Ignorance, said Jenner, breeds these things. Yet despite the success of the Parkes Museum, which was housed at UCL until 1892, and only closed its doors in 1971 we, as a population, are still largely ignorant about toilets. It comes back to what Barbara calls the "Flush and Forget" mentality. We fear unlikely things like germs on the toilet seat (if you pick up a disease from sitting on it you're doing something very wrong!) but not what happens to our waste, or how it might come back to haunt us. We flush tissues, antibiotics, tampons, condoms, goldfish, mobile phones... all of which gets treated out as best we know how, but the system is not foolproof.
A flushing toilet has become so synonymous with civilization that it's hard to imagine any other way.

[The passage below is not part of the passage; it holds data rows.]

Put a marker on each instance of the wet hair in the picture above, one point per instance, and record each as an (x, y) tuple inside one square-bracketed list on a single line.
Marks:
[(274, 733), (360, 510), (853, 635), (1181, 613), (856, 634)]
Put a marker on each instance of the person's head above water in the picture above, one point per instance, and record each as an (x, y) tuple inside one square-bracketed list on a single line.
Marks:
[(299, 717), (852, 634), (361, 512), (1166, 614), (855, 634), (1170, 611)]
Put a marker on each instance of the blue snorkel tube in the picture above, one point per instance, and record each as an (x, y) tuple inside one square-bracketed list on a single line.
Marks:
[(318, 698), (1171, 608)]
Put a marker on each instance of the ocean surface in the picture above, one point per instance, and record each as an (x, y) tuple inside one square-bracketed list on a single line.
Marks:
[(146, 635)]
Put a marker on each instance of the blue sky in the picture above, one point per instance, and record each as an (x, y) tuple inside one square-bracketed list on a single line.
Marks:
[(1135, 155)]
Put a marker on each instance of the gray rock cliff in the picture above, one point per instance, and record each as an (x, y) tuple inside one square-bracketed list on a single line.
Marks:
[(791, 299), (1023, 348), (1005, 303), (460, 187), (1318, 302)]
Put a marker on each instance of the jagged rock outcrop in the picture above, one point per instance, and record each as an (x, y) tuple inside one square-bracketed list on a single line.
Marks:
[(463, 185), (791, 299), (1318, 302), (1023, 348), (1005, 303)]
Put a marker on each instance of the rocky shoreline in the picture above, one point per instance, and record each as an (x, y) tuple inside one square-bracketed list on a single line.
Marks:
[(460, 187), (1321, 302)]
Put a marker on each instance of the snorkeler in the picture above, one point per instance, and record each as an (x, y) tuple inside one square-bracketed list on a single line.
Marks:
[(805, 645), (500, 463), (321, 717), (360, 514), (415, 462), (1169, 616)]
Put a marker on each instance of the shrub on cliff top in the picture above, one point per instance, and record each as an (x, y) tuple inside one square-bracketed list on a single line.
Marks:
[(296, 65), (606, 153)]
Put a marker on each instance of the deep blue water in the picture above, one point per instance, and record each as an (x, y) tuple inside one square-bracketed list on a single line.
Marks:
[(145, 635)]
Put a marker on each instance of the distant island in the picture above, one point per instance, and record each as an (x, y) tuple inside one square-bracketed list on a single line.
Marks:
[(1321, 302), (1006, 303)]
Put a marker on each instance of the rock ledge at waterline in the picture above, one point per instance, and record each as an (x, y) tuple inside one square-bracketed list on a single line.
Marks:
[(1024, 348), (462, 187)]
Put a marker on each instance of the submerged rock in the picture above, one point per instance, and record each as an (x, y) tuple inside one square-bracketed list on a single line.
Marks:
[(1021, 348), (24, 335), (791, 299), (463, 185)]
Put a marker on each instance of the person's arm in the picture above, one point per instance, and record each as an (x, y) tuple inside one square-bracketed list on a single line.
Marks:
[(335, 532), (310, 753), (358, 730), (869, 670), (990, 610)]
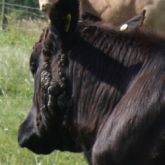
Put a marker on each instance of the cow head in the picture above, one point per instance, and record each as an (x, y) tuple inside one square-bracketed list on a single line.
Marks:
[(45, 128), (45, 5)]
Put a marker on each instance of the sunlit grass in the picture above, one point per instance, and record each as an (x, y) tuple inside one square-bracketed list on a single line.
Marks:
[(16, 90)]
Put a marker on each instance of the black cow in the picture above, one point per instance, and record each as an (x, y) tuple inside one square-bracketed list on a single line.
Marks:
[(99, 91)]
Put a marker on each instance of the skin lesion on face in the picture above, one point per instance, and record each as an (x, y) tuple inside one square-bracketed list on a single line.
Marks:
[(45, 5)]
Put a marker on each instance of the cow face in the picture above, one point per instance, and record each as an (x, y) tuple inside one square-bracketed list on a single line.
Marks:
[(41, 131), (45, 5)]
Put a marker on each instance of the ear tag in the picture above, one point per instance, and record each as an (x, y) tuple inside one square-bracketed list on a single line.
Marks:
[(68, 22)]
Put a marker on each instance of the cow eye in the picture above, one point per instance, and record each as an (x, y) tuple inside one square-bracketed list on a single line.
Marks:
[(33, 68)]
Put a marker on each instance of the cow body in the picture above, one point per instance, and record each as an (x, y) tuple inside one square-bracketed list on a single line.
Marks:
[(118, 11), (99, 91)]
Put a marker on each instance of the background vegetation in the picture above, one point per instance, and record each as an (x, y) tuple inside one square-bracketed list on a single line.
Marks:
[(16, 90)]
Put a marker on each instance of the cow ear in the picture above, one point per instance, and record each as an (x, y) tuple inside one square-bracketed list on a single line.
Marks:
[(64, 16), (134, 23)]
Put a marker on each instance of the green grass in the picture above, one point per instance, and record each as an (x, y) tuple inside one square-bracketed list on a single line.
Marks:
[(16, 90)]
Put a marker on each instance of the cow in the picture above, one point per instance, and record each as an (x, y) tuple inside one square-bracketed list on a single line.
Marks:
[(118, 11), (99, 91)]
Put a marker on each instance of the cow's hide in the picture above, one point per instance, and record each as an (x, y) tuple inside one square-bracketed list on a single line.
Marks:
[(97, 90)]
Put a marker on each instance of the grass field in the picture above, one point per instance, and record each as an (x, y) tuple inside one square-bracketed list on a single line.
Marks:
[(16, 92)]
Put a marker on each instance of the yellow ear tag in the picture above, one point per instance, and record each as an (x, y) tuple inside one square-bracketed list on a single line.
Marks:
[(68, 22)]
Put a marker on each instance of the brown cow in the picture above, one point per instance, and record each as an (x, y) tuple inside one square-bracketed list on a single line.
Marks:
[(118, 11)]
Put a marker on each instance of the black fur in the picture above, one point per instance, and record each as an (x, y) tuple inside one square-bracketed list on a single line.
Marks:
[(114, 111)]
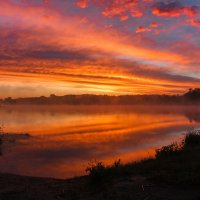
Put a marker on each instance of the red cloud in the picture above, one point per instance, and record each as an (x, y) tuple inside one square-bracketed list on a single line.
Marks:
[(173, 9), (141, 29), (82, 3), (194, 22), (153, 25)]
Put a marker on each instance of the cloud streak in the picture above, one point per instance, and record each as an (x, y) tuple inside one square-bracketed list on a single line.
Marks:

Opposition to waterborne sanitation has been around for some time, and proponants includeinclude Buckminster
Fuller, Theodore Rosovelt and Karl Marx. A few choice pithy quotes:
“In London they can find no better
use for the excretion of four and a half million human beings than to
contaminate the Thames with it at heavy expense.” (Marx)
“Civilized people should have found
some other way to dispose of waste than putting it into clean drinking water." (Rosovelt)
“the biggest waste of water in the country by far. You spend half a pint
and flush two gallons” (Prince Philip)
All this ramble is really in preparation for my tour tomorrow, which will lead toileteers through the campus, discussing all this plus the challenges of catering to an international student body, Jeremy Bentham's principals of utilitarianism ("Greatest Happiness of the Greatest Number") and panopticon ("the more closely people are watched the better they will behave") ... what the latter has to do with toilets is a slightly more chilling subject for another blog post.